Low-grade mast cell tumour. No tumour-free margins. That’s how this all started back in January 2013. I was pregnant with my little girl when I found out my fur-baby, Indy, my beloved 4-year-old Nova Scotia Duck Tolling Retriever, had cancer. Looking back, I was devastated – Indy had to live to meet the newest member of our family. I mean, really, of all the different types of cancer, mast cell tumours are not a bad one to have. Generally, they’re amendable to being surgically removed, and low-grade mast cell tumours don’t tend to spread. But as a pet owner, all rational thought left my brain, and my educated veterinarian brain was left silenced.

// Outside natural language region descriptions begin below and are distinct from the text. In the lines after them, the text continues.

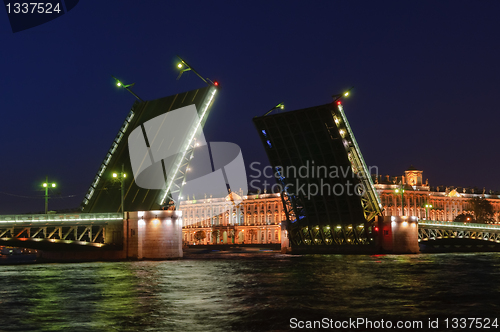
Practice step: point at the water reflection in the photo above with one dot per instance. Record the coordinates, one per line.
(253, 293)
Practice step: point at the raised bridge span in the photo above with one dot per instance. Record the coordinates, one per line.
(430, 230)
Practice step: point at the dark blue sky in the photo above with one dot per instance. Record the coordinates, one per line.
(426, 77)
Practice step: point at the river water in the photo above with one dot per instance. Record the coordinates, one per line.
(249, 292)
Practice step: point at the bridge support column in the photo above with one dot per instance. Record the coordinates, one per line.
(153, 234)
(399, 234)
(285, 241)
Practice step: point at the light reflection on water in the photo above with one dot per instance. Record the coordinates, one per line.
(245, 291)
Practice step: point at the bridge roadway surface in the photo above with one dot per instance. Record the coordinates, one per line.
(91, 230)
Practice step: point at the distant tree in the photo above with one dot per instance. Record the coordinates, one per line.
(482, 208)
(200, 236)
(465, 217)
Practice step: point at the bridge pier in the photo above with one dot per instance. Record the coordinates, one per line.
(153, 234)
(398, 235)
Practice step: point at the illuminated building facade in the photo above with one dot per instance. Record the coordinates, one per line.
(447, 202)
(257, 219)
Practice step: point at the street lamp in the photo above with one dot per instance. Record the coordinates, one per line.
(427, 207)
(121, 176)
(401, 191)
(280, 106)
(126, 87)
(47, 185)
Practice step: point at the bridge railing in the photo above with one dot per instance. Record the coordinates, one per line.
(458, 224)
(73, 217)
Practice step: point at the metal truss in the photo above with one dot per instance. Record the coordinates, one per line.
(327, 235)
(369, 198)
(90, 234)
(180, 176)
(427, 234)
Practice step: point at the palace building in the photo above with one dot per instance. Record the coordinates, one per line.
(257, 219)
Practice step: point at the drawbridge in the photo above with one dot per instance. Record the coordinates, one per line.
(332, 204)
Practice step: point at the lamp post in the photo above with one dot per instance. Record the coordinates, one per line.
(46, 185)
(427, 207)
(121, 177)
(401, 191)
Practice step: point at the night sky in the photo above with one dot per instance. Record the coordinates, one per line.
(426, 77)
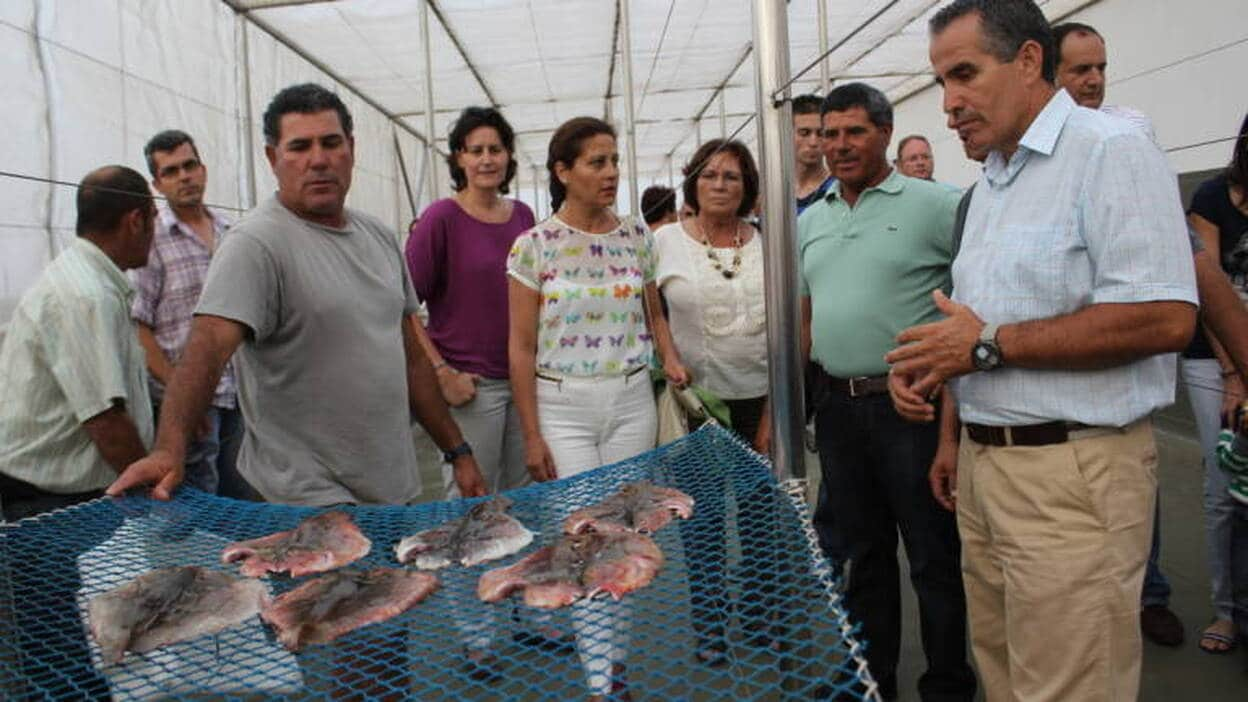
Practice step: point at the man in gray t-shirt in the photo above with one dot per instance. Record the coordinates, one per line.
(317, 302)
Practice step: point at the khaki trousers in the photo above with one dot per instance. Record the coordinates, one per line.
(1053, 547)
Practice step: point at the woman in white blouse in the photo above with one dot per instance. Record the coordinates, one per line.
(710, 272)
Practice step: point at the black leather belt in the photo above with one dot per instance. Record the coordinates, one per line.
(1025, 435)
(861, 386)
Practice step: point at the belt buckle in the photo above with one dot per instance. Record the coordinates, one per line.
(854, 391)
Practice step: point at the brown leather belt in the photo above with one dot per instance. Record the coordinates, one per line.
(861, 386)
(1026, 435)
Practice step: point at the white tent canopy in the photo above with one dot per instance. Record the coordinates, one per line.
(92, 81)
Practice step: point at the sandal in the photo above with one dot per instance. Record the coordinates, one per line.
(1217, 643)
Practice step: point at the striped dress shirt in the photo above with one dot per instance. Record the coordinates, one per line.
(1085, 212)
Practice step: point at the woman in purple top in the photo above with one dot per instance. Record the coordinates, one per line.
(457, 255)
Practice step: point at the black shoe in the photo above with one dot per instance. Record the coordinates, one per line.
(1161, 626)
(483, 668)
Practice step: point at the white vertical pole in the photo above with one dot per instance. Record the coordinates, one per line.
(823, 46)
(723, 118)
(537, 194)
(429, 128)
(629, 118)
(247, 141)
(780, 260)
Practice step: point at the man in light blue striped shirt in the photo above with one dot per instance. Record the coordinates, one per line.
(1073, 287)
(75, 414)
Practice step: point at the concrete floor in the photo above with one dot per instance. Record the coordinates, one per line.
(1170, 675)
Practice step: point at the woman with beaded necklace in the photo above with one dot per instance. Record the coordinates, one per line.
(710, 272)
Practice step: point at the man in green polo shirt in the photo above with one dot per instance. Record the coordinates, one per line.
(872, 250)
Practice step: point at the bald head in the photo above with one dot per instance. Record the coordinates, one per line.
(106, 195)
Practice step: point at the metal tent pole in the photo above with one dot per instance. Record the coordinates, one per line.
(823, 46)
(431, 160)
(629, 116)
(775, 155)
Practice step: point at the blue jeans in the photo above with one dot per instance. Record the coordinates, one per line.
(875, 466)
(211, 460)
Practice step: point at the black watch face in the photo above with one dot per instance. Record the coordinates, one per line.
(985, 356)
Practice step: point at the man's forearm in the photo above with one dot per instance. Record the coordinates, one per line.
(157, 364)
(1098, 336)
(1223, 311)
(116, 437)
(195, 381)
(424, 397)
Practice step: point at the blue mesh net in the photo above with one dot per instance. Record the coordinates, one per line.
(744, 576)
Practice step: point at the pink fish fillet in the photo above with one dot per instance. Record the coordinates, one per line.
(336, 603)
(574, 567)
(169, 606)
(320, 543)
(638, 506)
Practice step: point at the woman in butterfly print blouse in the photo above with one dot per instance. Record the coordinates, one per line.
(580, 285)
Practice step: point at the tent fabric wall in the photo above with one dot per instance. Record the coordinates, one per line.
(89, 83)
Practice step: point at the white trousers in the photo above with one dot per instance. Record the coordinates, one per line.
(588, 422)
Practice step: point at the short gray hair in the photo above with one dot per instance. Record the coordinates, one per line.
(877, 108)
(1006, 25)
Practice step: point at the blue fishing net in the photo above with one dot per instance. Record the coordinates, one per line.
(744, 576)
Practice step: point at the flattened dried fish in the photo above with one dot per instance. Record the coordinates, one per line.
(317, 545)
(169, 606)
(486, 532)
(577, 566)
(332, 605)
(638, 506)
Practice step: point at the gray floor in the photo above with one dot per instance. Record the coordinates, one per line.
(1183, 673)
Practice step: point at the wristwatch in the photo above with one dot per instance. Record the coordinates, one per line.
(986, 355)
(462, 450)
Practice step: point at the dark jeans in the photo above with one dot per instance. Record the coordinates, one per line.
(1156, 585)
(704, 537)
(1239, 570)
(875, 467)
(41, 568)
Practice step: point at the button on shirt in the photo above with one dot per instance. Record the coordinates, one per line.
(70, 352)
(870, 270)
(167, 290)
(1085, 212)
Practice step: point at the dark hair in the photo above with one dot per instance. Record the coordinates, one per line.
(565, 145)
(1006, 25)
(901, 145)
(107, 194)
(657, 202)
(1060, 33)
(305, 99)
(806, 104)
(166, 140)
(843, 98)
(703, 156)
(469, 120)
(1237, 173)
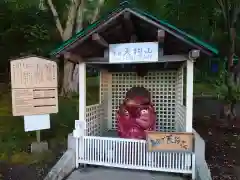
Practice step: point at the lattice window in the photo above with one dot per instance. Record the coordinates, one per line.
(162, 88)
(180, 117)
(94, 117)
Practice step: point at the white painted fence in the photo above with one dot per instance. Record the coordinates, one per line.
(132, 154)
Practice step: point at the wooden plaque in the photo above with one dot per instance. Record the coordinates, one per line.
(34, 86)
(172, 141)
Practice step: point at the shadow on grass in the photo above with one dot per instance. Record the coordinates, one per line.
(15, 142)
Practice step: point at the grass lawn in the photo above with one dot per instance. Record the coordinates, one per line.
(200, 89)
(15, 142)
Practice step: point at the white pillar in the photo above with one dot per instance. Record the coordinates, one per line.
(82, 114)
(189, 95)
(82, 91)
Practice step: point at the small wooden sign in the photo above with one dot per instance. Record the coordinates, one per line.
(172, 141)
(144, 52)
(34, 86)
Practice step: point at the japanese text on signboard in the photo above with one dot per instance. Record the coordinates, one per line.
(133, 52)
(170, 141)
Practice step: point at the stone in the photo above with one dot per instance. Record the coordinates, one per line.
(38, 147)
(63, 167)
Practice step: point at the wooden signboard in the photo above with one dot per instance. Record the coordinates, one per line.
(172, 141)
(34, 86)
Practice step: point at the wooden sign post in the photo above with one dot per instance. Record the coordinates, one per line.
(34, 86)
(170, 141)
(34, 93)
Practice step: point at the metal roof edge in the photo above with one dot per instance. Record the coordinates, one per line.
(126, 5)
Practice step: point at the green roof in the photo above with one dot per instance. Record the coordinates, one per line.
(124, 5)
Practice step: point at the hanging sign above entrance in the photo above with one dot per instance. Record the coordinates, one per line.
(34, 86)
(170, 141)
(133, 52)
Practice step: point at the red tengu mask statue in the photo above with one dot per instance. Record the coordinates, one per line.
(136, 114)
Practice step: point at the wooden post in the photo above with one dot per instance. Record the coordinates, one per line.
(189, 95)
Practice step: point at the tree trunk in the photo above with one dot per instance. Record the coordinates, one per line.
(70, 82)
(75, 19)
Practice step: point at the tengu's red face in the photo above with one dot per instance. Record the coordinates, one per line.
(135, 116)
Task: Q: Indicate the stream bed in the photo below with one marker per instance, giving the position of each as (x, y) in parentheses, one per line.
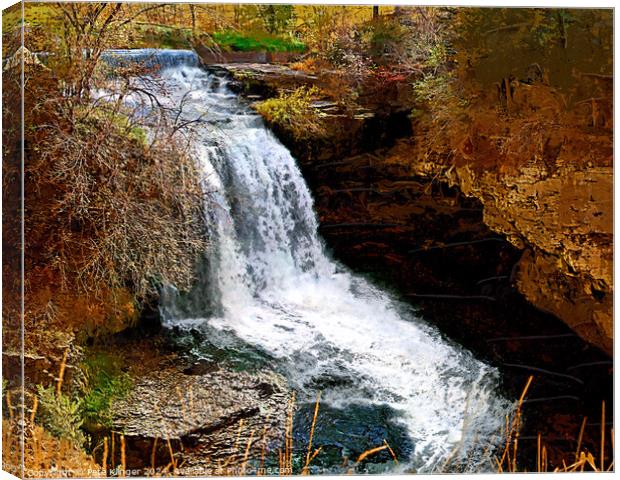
(269, 296)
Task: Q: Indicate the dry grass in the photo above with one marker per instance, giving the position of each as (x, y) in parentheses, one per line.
(44, 455)
(583, 460)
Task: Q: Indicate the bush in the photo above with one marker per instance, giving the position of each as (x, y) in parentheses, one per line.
(103, 383)
(294, 113)
(60, 415)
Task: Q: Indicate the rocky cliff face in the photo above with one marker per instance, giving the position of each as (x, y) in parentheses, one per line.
(547, 191)
(564, 224)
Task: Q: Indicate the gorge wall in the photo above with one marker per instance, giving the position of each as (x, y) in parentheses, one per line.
(549, 195)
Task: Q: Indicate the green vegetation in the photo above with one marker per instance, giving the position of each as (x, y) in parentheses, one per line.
(60, 415)
(294, 113)
(236, 41)
(104, 382)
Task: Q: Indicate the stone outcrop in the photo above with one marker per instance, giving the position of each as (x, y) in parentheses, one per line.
(564, 223)
(195, 417)
(548, 192)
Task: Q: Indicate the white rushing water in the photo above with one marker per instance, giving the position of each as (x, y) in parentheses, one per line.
(275, 288)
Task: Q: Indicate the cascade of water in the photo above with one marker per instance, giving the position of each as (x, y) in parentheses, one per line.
(278, 290)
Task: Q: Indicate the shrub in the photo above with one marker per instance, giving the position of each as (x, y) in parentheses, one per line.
(103, 383)
(294, 113)
(60, 415)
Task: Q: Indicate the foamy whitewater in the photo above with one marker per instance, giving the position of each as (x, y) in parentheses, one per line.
(271, 285)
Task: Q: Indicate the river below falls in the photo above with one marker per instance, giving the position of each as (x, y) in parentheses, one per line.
(269, 296)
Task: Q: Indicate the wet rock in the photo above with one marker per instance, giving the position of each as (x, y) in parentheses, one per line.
(197, 416)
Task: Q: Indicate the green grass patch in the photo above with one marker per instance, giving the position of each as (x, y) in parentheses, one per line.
(240, 42)
(104, 383)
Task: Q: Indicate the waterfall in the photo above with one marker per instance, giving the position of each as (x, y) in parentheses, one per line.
(271, 285)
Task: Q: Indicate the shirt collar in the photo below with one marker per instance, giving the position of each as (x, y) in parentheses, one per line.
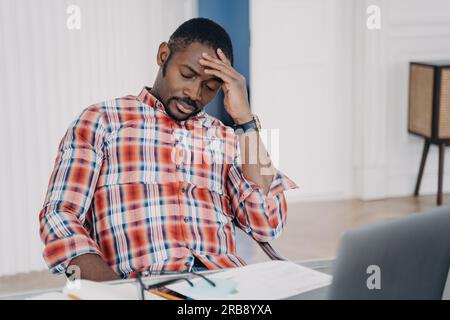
(150, 100)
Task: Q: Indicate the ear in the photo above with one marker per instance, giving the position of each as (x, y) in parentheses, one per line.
(163, 54)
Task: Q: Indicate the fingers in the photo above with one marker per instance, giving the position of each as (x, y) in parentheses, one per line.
(220, 67)
(219, 74)
(223, 57)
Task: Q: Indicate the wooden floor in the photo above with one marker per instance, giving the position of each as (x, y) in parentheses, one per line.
(313, 231)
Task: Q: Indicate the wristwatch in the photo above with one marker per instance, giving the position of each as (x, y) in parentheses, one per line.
(253, 124)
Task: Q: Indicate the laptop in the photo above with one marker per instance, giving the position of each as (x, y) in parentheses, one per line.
(404, 258)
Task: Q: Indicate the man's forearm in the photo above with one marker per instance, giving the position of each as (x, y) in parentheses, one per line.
(93, 267)
(256, 163)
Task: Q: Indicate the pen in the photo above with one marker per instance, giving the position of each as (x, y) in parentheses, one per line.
(164, 295)
(73, 297)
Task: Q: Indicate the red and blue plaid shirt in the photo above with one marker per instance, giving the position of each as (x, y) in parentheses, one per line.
(151, 194)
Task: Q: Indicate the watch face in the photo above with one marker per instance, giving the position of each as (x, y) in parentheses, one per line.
(258, 124)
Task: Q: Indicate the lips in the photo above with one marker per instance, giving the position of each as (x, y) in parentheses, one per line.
(183, 107)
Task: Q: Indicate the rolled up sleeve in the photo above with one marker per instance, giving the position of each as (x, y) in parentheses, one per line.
(64, 218)
(262, 216)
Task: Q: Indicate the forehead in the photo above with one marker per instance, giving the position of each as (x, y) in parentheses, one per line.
(192, 53)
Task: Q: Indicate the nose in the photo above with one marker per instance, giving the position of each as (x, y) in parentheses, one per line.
(194, 91)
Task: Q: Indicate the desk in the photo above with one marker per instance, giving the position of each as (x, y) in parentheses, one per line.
(324, 266)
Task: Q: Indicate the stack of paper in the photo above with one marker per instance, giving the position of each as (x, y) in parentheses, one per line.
(268, 280)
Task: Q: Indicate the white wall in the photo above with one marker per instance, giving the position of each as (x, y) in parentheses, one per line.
(338, 92)
(48, 74)
(387, 157)
(300, 79)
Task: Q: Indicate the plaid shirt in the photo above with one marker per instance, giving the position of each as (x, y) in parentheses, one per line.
(150, 194)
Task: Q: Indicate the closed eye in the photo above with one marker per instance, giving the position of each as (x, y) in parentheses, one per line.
(187, 76)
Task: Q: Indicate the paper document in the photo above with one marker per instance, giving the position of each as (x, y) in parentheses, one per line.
(268, 280)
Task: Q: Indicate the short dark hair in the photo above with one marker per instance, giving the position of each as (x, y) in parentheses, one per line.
(204, 31)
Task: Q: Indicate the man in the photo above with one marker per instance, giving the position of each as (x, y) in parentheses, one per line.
(153, 184)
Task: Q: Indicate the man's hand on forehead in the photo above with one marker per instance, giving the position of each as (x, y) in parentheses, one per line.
(234, 85)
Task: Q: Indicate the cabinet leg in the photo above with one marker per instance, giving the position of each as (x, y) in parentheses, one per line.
(426, 147)
(441, 172)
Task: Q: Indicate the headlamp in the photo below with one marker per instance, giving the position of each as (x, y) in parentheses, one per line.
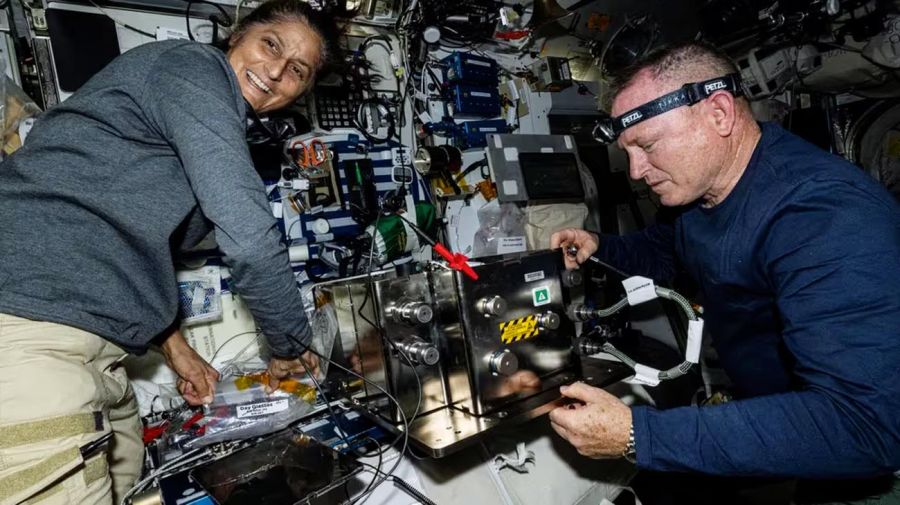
(608, 128)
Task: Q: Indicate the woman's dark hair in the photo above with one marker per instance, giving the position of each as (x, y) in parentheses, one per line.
(280, 11)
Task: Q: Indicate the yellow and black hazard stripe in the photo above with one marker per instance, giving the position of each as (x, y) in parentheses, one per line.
(515, 330)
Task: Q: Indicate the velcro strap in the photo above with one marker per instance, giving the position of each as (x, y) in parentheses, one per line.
(18, 486)
(31, 432)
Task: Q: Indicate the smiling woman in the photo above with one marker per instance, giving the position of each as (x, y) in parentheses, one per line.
(277, 50)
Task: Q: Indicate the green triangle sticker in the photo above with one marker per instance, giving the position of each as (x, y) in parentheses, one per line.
(540, 296)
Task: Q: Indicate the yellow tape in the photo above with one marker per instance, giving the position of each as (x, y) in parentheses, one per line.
(518, 329)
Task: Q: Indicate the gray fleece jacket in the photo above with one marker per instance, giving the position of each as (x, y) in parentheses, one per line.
(139, 162)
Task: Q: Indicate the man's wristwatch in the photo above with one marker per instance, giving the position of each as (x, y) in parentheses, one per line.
(629, 453)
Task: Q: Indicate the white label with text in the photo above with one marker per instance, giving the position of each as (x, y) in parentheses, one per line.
(262, 409)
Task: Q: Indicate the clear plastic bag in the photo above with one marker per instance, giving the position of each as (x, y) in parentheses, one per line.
(242, 409)
(17, 113)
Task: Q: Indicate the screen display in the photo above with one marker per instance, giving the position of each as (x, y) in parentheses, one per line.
(283, 469)
(551, 176)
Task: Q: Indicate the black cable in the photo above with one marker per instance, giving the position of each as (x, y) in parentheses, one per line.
(405, 432)
(334, 418)
(116, 21)
(187, 16)
(405, 486)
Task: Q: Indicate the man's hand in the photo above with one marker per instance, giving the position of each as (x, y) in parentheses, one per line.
(281, 368)
(586, 242)
(196, 378)
(597, 425)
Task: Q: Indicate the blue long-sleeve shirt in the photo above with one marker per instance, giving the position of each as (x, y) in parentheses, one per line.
(800, 273)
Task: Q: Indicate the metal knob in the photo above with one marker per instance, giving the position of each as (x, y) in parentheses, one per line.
(579, 313)
(549, 321)
(572, 278)
(491, 306)
(412, 312)
(419, 352)
(504, 363)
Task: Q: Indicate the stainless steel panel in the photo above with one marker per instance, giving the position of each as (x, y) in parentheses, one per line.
(408, 375)
(374, 336)
(471, 340)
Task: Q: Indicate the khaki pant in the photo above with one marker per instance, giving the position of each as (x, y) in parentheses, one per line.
(60, 389)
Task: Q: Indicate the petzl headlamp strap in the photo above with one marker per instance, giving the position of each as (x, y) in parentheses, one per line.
(689, 94)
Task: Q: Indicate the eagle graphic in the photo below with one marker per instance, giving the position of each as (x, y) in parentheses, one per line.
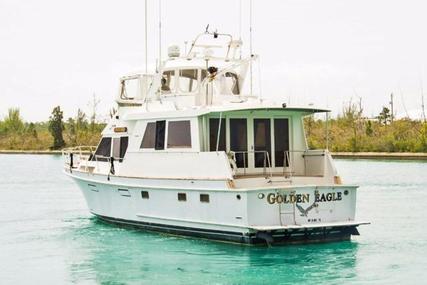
(305, 212)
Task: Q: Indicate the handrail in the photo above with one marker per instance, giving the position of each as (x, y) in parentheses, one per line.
(267, 161)
(289, 156)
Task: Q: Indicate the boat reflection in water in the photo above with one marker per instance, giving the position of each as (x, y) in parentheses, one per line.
(120, 256)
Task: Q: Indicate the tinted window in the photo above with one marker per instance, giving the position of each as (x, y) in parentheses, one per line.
(182, 197)
(104, 149)
(120, 146)
(160, 135)
(168, 81)
(204, 198)
(188, 80)
(179, 134)
(281, 141)
(239, 141)
(213, 135)
(149, 136)
(116, 148)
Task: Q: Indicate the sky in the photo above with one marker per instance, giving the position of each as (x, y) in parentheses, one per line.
(326, 53)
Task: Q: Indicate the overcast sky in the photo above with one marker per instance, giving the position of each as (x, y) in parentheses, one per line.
(322, 52)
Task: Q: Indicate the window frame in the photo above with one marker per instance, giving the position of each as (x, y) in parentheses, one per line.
(204, 200)
(167, 135)
(145, 195)
(182, 197)
(143, 136)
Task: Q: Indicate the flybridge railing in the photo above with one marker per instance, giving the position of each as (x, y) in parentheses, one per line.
(72, 156)
(295, 163)
(267, 171)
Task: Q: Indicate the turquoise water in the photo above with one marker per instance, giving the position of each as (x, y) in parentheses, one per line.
(47, 236)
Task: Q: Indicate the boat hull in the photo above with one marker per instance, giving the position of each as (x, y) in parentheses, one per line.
(275, 237)
(236, 216)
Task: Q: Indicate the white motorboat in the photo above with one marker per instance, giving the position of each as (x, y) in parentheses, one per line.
(193, 151)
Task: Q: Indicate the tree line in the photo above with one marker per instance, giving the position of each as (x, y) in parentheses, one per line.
(55, 134)
(350, 131)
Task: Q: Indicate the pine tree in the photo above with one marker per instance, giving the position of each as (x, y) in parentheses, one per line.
(56, 126)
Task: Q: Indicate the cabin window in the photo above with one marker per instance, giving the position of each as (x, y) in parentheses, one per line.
(239, 141)
(124, 142)
(168, 81)
(262, 139)
(213, 134)
(149, 136)
(179, 134)
(145, 195)
(120, 146)
(154, 135)
(281, 141)
(188, 80)
(182, 197)
(116, 148)
(103, 152)
(160, 135)
(129, 89)
(204, 198)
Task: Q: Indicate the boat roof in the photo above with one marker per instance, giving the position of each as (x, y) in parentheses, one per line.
(195, 112)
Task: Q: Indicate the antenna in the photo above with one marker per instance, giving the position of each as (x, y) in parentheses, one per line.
(160, 33)
(240, 27)
(422, 102)
(146, 44)
(403, 102)
(250, 44)
(392, 106)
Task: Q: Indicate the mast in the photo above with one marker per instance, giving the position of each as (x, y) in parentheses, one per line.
(250, 46)
(160, 33)
(146, 44)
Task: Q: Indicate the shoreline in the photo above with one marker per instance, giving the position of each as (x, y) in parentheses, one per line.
(338, 155)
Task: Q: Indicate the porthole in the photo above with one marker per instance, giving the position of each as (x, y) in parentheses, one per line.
(145, 195)
(204, 198)
(182, 197)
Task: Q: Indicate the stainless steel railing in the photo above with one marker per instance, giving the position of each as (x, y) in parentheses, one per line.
(267, 171)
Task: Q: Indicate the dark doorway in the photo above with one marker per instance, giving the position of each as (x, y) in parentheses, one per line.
(239, 141)
(262, 142)
(281, 141)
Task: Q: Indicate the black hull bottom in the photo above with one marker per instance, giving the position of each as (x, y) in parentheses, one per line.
(276, 237)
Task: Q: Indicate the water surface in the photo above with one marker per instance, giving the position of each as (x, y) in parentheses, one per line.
(47, 236)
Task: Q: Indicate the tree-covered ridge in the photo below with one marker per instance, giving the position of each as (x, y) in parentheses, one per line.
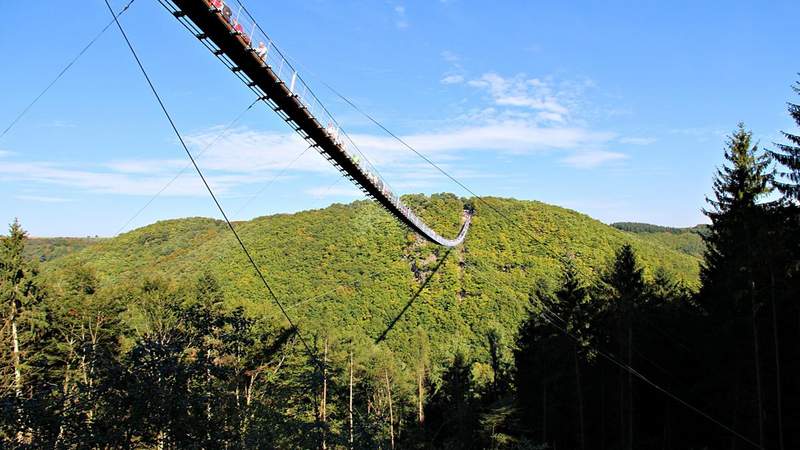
(641, 227)
(48, 249)
(685, 240)
(353, 267)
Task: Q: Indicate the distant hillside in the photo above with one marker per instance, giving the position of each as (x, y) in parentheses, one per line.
(48, 249)
(362, 268)
(685, 240)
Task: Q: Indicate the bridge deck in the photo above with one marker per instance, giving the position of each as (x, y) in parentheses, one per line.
(294, 102)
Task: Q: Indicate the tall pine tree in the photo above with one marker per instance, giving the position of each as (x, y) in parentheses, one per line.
(788, 155)
(730, 275)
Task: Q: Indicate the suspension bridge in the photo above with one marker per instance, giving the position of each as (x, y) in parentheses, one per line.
(236, 39)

Because the tumour was not completely removed during surgery, I elected to pursue chemotherapy with Indy. Now I know what you’re thinking – chemotherapy is horrible and it make them sicker and it’s too hard on them. Honestly, Indy did great and so do the vast majority of dogs and cats that undergo chemotherapy. We did a total of eight chemotherapy treatments – four consecutive weeks then four treatments spaced two weeks apart. There was never a missed meal, never a bout of diarrhea, and he was as playful as ever.
I have monitored Indy pretty closely over the last three years to make sure that I investigated every new lump that has come up, and trust me, there have been a lot! At the end of September, 2016, I found a lump close to his original mast cell tumour site, and a fine needle aspirate came back consistent with mast cell tumour. We had been through this once before so I knew we could do it again. Off we went to the oncologist and surgeon to see what their thoughts were on removing the tumour again. While doing an abdominal ultrasound to look for any spread, another mass was found in his jejunum, part of the small intestine. I chose to have Indy go to surgery again, with the plan of removing the intestinal mass and removing as much of the mast cell tumour on his leg as possible. How could I not?? He has been such an amazing companion, beyond stellar with my rambunctious children, and the most patient Toller around. He and I have done a lot together, traveling hundreds of kilometers competing in obedience trials, and he comes to work with me almost every day, lying in his bed waiting patiently for me to finish writing my records or making phone calls, sometimes hours after I was supposed to be done and gone. Not pursuing a diagnosis on exactly what that tumour in his gut was would mean I had given up on him, thrown my arms in the air and said “Ah well, he’s had a good life.” But I just couldn’t do that to him. He’s been too good a dog, comopanion, friend for that. I had to try.
The pathology report came back that there was narrow but clean margins from the mast cell tumour. The intestinal mass has come back a bit unusual, with the pathologist unable to make a definitive diagnosis even after special staining was done on the slides. That mass is likely a fibrosarcoma or a peripheral nerve sheath tumour, both of which have an unknown prognosis based on the fact the tumour came from his jejunum. Indy will be starting low-dose daily oral chemotherapy designed to stop the tumour from attracting blood vessels to itself and therefore slow its rate of spread. He will be monitored with ultrasounds on a regular basis. We’ll take each day as it comes. For now, Indy has no idea anything is wrong: he still barks at the mailman as he passes by, and still steals the cat’s food. And that’s the way we like it.